The reasons behind the gender pay gap aren't always straightforward, but it's likely that the imbalance begins right out of the gate — and then pretty much stays there for the remainder of women's careers. As the Institute for Women's Policy Research Program Director Ariane Hegewisch explained to Glamour,

The best knowledge we have now is that for a man and a woman who graduate from the same class of university and go into the same field, the wage gap right out the door for her is 7 percent. And that disadvantage is likely to grow every time she changes jobs because typically her new salary is based on her last one.
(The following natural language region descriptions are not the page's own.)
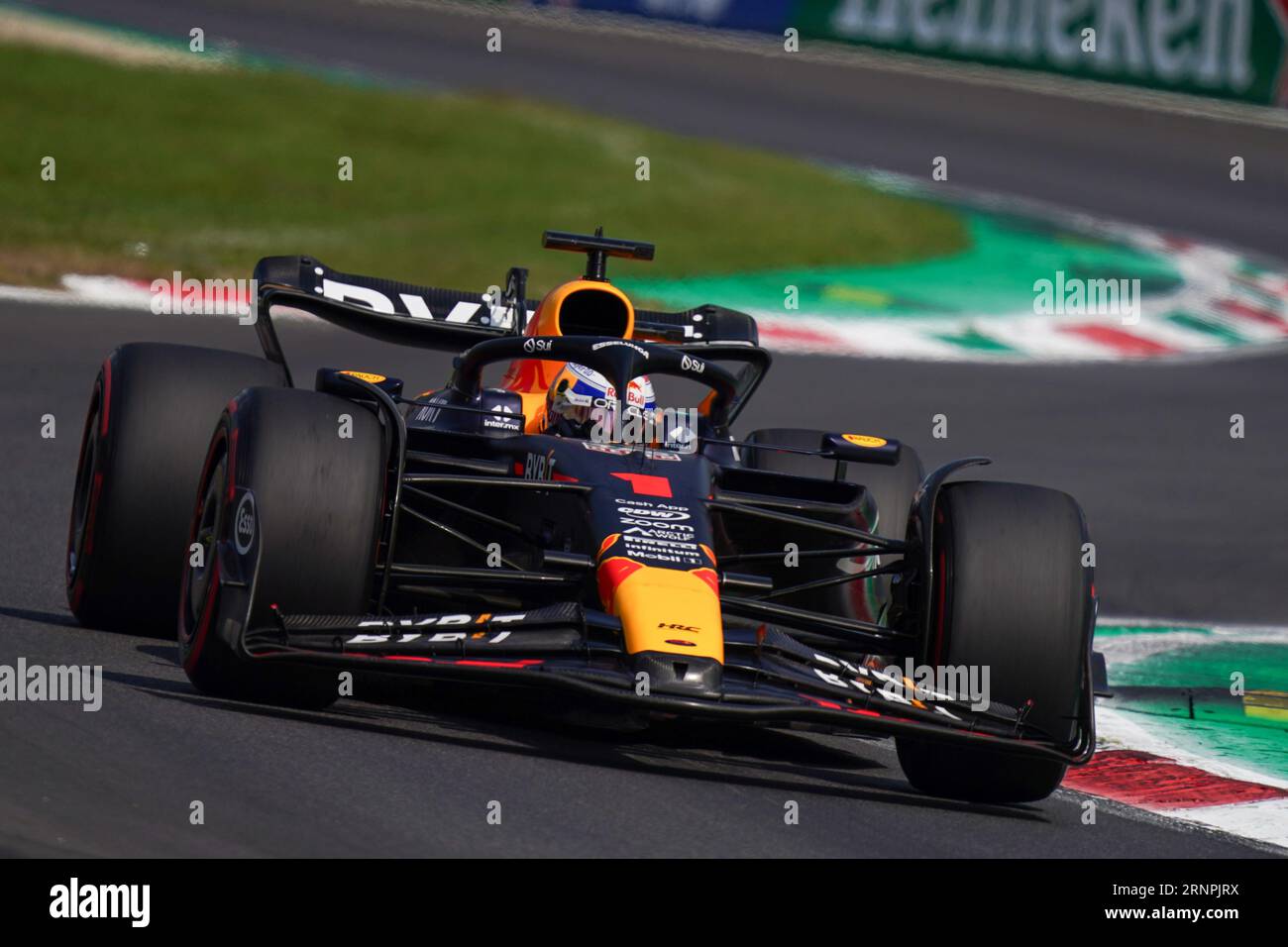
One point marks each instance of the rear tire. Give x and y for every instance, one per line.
x=316, y=514
x=1017, y=599
x=146, y=432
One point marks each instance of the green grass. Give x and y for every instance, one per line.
x=213, y=170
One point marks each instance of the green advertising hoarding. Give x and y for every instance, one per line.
x=1231, y=50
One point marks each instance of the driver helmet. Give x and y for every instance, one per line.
x=580, y=398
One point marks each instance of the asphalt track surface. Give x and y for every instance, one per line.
x=1188, y=522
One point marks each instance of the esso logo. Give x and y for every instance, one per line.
x=244, y=525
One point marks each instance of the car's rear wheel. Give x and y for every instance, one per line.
x=146, y=432
x=1012, y=595
x=290, y=492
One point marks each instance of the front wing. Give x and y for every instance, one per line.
x=768, y=678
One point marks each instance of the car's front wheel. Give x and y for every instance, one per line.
x=290, y=497
x=1014, y=599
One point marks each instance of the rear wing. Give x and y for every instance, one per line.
x=447, y=320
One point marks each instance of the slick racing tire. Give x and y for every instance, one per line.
x=290, y=497
x=1013, y=595
x=890, y=487
x=146, y=432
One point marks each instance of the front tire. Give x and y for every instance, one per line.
x=146, y=432
x=1014, y=598
x=310, y=523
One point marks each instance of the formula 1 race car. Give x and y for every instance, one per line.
x=793, y=578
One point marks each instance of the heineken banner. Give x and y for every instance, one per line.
x=1233, y=50
x=1227, y=48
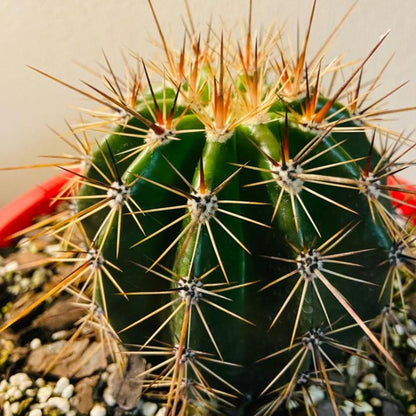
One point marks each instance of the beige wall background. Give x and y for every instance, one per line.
x=53, y=35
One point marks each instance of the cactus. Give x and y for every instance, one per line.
x=235, y=223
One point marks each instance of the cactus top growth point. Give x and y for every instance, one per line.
x=235, y=225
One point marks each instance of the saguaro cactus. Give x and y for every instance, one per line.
x=236, y=221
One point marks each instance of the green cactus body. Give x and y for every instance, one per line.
x=226, y=237
x=246, y=219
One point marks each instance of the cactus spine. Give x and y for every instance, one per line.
x=238, y=227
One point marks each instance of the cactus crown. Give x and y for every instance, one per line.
x=236, y=219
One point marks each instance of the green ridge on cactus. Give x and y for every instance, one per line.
x=239, y=229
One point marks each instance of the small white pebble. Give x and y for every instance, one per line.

That might not seem like a big deal, especially if your salary is still high. But it adds up: according to CBS News, the gender wage gap means women may lose out on more than $530,000 in earnings compared to men, which can have real ramifications down the road when it comes to issues like pension and retirement. Specifically, that means women must save $1.25 for every $1 a man saves for retirement if they are to maintain their standard of living. And in case it wasn't clear, that's for no good reason whatseover.

Griping about the gender pay gap might not seem like much fun, and obviously it would be much nicer if it were a conversation that didn't need to occur. But arguing on Twitter that feminism is silly doesn't actually make it true. So long as women are continuing to be paid less than men for the same amount of work — and so long as there's evidence that proves this happens when women are working just as hard and in comparable fields as men — the debate needs to continue until the gender pay gap really does become a myth.